しかし、最重症の患者さん(ストロングクラス以上のステロイドを塗っても全くおさまらないような方)では
リンヴォック15㎎でも少しはよいが満足するほどにはコントロールできず、
最終的に30㎎錠を必要とすることがあります。
その場合には、当然薬代も高くなります😢
ストロングクラス以上のステロイド外用を塗るとよくなるけれども、薬がきれたり、弱いものにすると悪くなる・・
というような最重症とまではいかない方は、オルミエントがお勧めかもしれません。
オルミエントには、4㎎錠と、2㎎錠の2種類があります。15歳以上で投与が可能です。
オルミエント4㎎≒リンヴォック15㎎のような感覚ですが、
アトピーの症状が落ち着いてきた場合には、2㎎錠へ減らすことが可能な場合があります。
すると当然、薬代は半分近くになります。
ここであえて「可能な場合」と書きましたのは、
実際の患者さんでは、2㎎に減らしたとたんにコントロールが悪くなることもありました。

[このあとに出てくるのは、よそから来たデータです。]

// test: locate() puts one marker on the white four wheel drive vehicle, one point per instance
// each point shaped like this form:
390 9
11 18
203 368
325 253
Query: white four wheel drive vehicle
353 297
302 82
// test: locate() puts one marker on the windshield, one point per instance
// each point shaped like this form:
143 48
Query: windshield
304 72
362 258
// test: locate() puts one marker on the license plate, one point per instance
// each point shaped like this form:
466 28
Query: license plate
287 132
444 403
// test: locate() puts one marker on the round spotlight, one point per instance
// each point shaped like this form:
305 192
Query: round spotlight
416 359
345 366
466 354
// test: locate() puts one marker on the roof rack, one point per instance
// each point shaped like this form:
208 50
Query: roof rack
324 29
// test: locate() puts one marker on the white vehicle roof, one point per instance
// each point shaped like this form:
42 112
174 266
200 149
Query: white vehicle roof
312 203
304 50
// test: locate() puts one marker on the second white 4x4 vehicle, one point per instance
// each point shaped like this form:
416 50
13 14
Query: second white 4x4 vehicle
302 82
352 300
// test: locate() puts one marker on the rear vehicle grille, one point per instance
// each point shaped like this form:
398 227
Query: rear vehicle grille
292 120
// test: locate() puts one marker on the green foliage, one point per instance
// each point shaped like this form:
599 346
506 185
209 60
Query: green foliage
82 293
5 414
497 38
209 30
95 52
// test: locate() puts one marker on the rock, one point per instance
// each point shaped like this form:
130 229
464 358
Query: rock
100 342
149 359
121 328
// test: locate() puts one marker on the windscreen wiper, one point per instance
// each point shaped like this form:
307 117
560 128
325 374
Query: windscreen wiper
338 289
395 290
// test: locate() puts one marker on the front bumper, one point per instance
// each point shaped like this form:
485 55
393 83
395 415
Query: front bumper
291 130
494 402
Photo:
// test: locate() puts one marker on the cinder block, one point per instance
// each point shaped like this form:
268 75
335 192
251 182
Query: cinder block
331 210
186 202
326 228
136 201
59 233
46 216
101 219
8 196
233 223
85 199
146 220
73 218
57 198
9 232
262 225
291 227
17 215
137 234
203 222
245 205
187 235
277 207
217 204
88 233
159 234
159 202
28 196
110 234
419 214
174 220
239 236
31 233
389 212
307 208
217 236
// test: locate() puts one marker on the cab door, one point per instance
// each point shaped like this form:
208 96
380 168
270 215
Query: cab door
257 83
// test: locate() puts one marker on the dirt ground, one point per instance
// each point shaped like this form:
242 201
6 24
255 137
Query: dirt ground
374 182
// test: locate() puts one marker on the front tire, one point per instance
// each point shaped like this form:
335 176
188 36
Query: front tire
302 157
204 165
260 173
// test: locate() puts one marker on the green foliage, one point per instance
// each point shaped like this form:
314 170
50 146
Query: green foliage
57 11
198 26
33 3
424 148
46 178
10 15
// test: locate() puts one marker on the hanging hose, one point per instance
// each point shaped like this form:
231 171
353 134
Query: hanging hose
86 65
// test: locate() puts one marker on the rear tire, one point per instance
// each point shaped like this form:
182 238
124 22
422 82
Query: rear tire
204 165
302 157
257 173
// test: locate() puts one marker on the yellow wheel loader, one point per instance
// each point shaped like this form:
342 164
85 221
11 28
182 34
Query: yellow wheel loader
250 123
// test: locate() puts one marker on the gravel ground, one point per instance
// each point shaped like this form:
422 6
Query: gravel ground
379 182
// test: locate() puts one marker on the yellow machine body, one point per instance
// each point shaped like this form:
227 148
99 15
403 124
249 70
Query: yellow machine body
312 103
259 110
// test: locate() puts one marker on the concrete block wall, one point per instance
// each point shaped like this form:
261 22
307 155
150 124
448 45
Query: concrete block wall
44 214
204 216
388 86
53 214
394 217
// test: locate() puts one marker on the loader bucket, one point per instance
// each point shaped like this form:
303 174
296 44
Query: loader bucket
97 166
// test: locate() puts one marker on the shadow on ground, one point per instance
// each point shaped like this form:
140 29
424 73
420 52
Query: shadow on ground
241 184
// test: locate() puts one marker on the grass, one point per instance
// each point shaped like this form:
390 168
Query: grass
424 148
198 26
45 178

ただ、それは悪くなる時期(季節なども関係あります)だったということもあるかもしれません。
サイバインコの特徴としては、
アトピー性皮膚炎に特化して作られたお薬で、
12歳以上であれば体重関係なく、100㎎、200㎎錠のいずれも投与ができます。
(※リンヴォックも12歳以上で投与できますが、体重30㎏以上で、15㎎錠のみが可能という制限があります。)
サイバインコ100㎎≒リンヴォック15㎎
サイバインコ200㎎≒リンヴォック30㎎
のような感覚なので、12歳以上の方で、最重症の場合は、選択肢としてあげられます。
副作用として、ほかの2種類にはあまり見られない「悪心・嘔吐」が投与開始1~2週間ではみられやすいです。
JAK阻害内服薬の共通する注意点としましては、定期的に血液検査や必要に応じてレントゲン検査が必要です。
感染症とたたかうために必要な好中球やリンパ球や血小板数が下がったりすることがあるからです。
また、JAK阻害内服薬の投与中や投与直前には生ワクチンを接種できませんので注意してください。
妊娠中であったり、妊娠している可能性がある女性には投与ができません。
最後に、もしこのような薬を考えたいと希望されている患者さんがいましたら、
これまでの治療経過・投薬内容がわかる紹介状や薬手帳を持参していただくようお願いいたします。
なんだか長い文章ばかりのブログですみません!
やっと書き終えてほっとしています。